Non pas du tout, d’ailleurs nous ne trouvons pas ça pratique
non plus, seuls les étudiants peuvent photocopier, pas les personnes extérieures et nous sommes un peu perdu ! NDLR : A bon entendeur…
8 raisons pour réviser à la BU…
Il suffit de faire quelques pas dans la salle 1 et d’y passer une heure
pour comprendre les vertus de ce lieu en matière de révisions…
*Numéro un dans la catégorie des endroits silencieux, on ne peut-être
déconcentré ou perturbé.
*On a grâce à lui, un accès illimité aux ouvrages.
*Avec le WIFI, les ordis et les revues, on reste ouvert au monde...mieux
qu’un boomker!
*Il est bien situé, non loin de la cafétéria, en cas de fringale ou de
désir de socialisation…
*On peut utiliser sa carte monéo pour imprimer ou photocopier des
documents.
*Puisqu’il faut éviter d’être seul lorsqu’on attaque certains cours, il y
a des salles pour travailler à plusieurs.
*On peut y admirer l’exposition l’œil et la plume’ du Labo photo…
*Le calme et la sérénité vous permettent de roupiller en toute tranquilité…
Donc inutile d’attendre, c’est à la BU qu’il faut tout
apprendre!!
Entre deux cours, nous avons rencontré Antony, en emploi étudiant à la BU…
Comment as-tu dégotté ce
job ?
J’ai d’abord eu l’occasion de discuter avec le chef de
service prêt avec qui je m’entends très bien. J’ai ensuite postulé au début de ma licence 3, pas avant car l’on ne connait pas les lieux asser bien et il vaut mieux être reconnu ! Ensuite
normal, lettre de motivation et CV !
Pourquoi ici ?
Eh bien je suis en master de philosophie et il y a peu de
domaines où acquérir une expérience professionnelle … Les postes de prof étant revu à la baisse, et les métiers de la culture, du livre, ça m’intéresse beaucoup, je me suis dit pourquoi pas! Et
puis surtout, il y a une bonne ambiance !
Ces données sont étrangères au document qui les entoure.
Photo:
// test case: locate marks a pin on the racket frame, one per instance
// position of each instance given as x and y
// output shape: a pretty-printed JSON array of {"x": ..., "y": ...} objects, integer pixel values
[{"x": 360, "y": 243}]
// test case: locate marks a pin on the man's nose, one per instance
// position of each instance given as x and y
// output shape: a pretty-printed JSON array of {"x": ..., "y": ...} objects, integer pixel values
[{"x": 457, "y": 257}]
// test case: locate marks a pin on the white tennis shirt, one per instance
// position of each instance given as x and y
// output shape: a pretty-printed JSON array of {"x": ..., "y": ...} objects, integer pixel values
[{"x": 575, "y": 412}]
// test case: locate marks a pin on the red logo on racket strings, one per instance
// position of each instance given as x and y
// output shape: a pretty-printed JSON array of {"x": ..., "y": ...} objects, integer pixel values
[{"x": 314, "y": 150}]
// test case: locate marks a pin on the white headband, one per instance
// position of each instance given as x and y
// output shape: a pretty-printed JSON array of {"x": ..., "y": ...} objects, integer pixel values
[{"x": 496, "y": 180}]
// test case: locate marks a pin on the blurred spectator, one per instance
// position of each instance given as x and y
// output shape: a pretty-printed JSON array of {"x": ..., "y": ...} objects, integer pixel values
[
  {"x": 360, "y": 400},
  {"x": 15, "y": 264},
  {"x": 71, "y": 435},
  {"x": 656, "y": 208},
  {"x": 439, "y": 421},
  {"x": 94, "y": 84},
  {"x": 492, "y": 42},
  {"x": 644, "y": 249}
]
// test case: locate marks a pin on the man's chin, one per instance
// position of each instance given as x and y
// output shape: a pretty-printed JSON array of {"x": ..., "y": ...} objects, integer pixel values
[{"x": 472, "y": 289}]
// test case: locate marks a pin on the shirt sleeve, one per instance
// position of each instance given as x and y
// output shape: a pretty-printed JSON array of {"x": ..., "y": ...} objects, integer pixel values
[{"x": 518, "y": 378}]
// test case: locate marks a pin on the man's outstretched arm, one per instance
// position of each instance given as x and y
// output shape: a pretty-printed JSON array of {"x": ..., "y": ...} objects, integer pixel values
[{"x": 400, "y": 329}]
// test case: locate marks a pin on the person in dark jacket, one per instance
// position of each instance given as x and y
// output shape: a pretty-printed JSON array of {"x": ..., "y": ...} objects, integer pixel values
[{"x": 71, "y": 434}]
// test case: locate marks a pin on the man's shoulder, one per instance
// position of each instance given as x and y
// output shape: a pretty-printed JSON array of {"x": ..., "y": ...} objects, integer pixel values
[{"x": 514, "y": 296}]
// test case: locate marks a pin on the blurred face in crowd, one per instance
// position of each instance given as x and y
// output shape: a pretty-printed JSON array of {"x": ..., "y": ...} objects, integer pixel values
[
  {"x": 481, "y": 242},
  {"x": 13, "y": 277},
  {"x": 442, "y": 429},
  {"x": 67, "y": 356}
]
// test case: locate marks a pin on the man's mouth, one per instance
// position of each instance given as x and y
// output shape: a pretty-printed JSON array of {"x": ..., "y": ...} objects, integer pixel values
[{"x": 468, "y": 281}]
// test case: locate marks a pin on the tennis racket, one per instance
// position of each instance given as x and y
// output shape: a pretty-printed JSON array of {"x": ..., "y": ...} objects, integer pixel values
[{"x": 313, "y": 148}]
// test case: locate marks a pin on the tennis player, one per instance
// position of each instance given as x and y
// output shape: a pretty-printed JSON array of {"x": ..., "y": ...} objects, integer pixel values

Tu as tout de même du temps libre ?
On s’arrange,
il n’y a jamais de chevauchement avec les cours. Personnellement je préfère le samedi, c’est calme et comme sinon je fais la grasse matinée… autant être payé ! Je travaille 11h par semaine, en master on a peu de cours, alors oui du temps libre, j’en ai ! C’est aussi pour cela que c’est plus compliqué en licence,
avec le nombre d’heures de cours…
Nous sommes 7 étudiants à travailler à la BU, de tous les
horizons mais cette année nous avons un cru exceptionnel, 3 étudiants de philo !!!